Sollte es zu Gas-Rationierungen im Winterhalbjahr kommen, wäre spätestens dann eine Rezession in Deutschland nicht mehr vermeidbar. Nur ohne dieses Szenario und ohne Corona-Restriktionen ab Herbst könnte mit Unterstützung des noch vergleichsweise stabilen Dienstleistungssektors ein leicht positives Wachstum erhalten bleiben. Sehr deutlich wird der wirtschaftliche Bremseffekt derzeit auch in den USA, wo neben der hohen Inflation vor allem die bereits stark gestiegenen Zinsen die private Konsumnachfrage drücken. Letztlich kann aber genau dieser leichte wirtschaftliche Abschwung einigen Druck aus dem hochkochenden Inflationskessel ablassen.

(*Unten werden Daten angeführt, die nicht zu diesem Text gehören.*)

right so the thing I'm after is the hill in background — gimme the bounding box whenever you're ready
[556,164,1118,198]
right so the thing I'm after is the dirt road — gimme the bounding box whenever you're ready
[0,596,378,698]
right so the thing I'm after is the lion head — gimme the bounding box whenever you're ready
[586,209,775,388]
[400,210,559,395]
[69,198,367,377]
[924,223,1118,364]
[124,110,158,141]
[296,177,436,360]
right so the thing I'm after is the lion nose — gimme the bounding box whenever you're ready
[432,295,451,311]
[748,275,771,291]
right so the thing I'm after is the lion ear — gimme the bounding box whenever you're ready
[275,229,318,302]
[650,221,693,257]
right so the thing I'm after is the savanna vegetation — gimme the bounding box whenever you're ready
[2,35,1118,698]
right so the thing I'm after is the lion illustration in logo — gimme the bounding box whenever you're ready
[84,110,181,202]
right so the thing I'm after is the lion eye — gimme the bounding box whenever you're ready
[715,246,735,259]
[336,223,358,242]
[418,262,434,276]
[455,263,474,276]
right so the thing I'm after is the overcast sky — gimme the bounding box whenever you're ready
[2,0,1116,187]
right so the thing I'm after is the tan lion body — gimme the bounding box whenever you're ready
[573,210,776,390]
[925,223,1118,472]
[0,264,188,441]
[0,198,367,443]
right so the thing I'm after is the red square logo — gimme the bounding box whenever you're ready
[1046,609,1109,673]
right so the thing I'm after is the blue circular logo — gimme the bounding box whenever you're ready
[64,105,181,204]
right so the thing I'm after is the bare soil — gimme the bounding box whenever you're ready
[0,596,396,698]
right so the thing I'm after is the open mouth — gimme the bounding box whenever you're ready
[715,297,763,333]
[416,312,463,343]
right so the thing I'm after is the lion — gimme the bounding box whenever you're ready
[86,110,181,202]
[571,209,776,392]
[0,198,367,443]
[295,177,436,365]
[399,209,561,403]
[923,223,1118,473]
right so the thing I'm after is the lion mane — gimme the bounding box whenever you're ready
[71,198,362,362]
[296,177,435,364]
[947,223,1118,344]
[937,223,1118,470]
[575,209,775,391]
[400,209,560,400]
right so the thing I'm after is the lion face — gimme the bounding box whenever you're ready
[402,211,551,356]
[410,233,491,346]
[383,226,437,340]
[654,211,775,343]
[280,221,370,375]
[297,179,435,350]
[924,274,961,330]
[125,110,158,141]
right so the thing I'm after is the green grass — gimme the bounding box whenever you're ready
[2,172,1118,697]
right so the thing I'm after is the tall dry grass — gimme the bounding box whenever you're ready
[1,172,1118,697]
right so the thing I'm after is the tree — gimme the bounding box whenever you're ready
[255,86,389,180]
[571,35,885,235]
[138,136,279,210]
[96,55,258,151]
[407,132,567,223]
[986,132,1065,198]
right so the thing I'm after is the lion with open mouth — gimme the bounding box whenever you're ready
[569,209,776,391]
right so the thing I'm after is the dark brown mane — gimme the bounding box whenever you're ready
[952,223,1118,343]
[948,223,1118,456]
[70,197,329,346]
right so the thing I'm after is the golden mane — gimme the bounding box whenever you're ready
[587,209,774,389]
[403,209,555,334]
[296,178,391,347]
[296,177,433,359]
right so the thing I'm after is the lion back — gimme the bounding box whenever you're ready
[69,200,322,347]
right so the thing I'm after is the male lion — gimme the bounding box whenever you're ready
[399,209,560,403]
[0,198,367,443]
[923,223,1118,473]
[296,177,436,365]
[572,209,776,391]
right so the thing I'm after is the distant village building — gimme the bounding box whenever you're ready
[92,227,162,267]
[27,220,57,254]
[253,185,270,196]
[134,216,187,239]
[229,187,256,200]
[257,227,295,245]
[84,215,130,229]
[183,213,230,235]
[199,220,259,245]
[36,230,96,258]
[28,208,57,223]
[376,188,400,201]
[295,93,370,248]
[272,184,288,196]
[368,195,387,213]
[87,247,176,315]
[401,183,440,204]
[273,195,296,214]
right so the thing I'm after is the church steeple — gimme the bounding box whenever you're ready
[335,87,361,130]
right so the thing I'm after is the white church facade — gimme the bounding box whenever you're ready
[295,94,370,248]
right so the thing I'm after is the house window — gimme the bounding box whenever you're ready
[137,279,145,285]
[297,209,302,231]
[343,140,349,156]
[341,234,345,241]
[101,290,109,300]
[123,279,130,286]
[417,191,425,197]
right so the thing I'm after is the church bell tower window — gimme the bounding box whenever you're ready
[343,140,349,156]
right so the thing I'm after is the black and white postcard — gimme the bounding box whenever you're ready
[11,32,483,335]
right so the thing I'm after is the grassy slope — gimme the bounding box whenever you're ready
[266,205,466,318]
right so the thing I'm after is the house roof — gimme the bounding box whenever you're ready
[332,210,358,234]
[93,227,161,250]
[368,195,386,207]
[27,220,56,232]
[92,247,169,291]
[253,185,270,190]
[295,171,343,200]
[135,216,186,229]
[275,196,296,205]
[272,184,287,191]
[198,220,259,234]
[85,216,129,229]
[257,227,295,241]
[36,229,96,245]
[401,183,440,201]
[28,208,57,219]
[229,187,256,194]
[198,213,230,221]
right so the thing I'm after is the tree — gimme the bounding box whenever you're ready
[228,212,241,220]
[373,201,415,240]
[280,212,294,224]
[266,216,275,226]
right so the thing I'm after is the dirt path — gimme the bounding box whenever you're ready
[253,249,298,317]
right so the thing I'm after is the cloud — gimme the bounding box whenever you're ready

Positive Folgen einer Rezession

Eine geringere Nachfrage entlastet angespannte Lieferketten und relativiert zu geringe Produktionskapazitäten bei vielen Rohstoffen. Zudem wird der vor allem in den USA stark gestiegene Lohndruck abnehmen. Erste Unternehmen berichten bereits, dass freie Stellen wegen der unsicheren Geschäftsaussichten nicht mehr nachbesetzt werden. Damit entsteht die Möglichkeit, dass die Inflationsraten nicht nur kurzfristig ihren Höhepunkt überschreiten, sondern im zweiten Halbjahr sogar stärker als derzeit erwartet nachgeben könnten. Daraus resultierender, etwas geringerer Leitzinserhöhungsdruck wiederum wäre positiv für die Aktienmärkte, wie schon die ungewöhnlich gute Wertentwicklung von US-Technologieaktien in der letzten Woche gezeigt hat. Solange keine lang anhaltende und tiefe Rezession wahrscheinlich ist, eröffnen sich für Aktienanleger gute Chancen auf eine bessere Kursentwicklung im zweiten Halbjahr.
Carsten Mumm ist Chefvolkswirt der Privatbank DONNER & REUSCHEL. Er ist verantwortlich für die Erstellung der Konjunktur- und Kapitalmarktprognosen sowie der kapitalmarktrelevanten Publikationen. Zuvor verantwortete er die Vermögensverwaltung für private und institutionelle Kunden, das Management von Spezial- und Publikumsfonds sowie die hauseigenen Research-Tätigkeiten. Der gelernte Bankkaufmann und studierte Diplom-Volkswirt ist seit 1998 im Bereich Kapitalanlage beschäftigt. 2006 qualifizierte er sich zum Chartered Financial Analyst.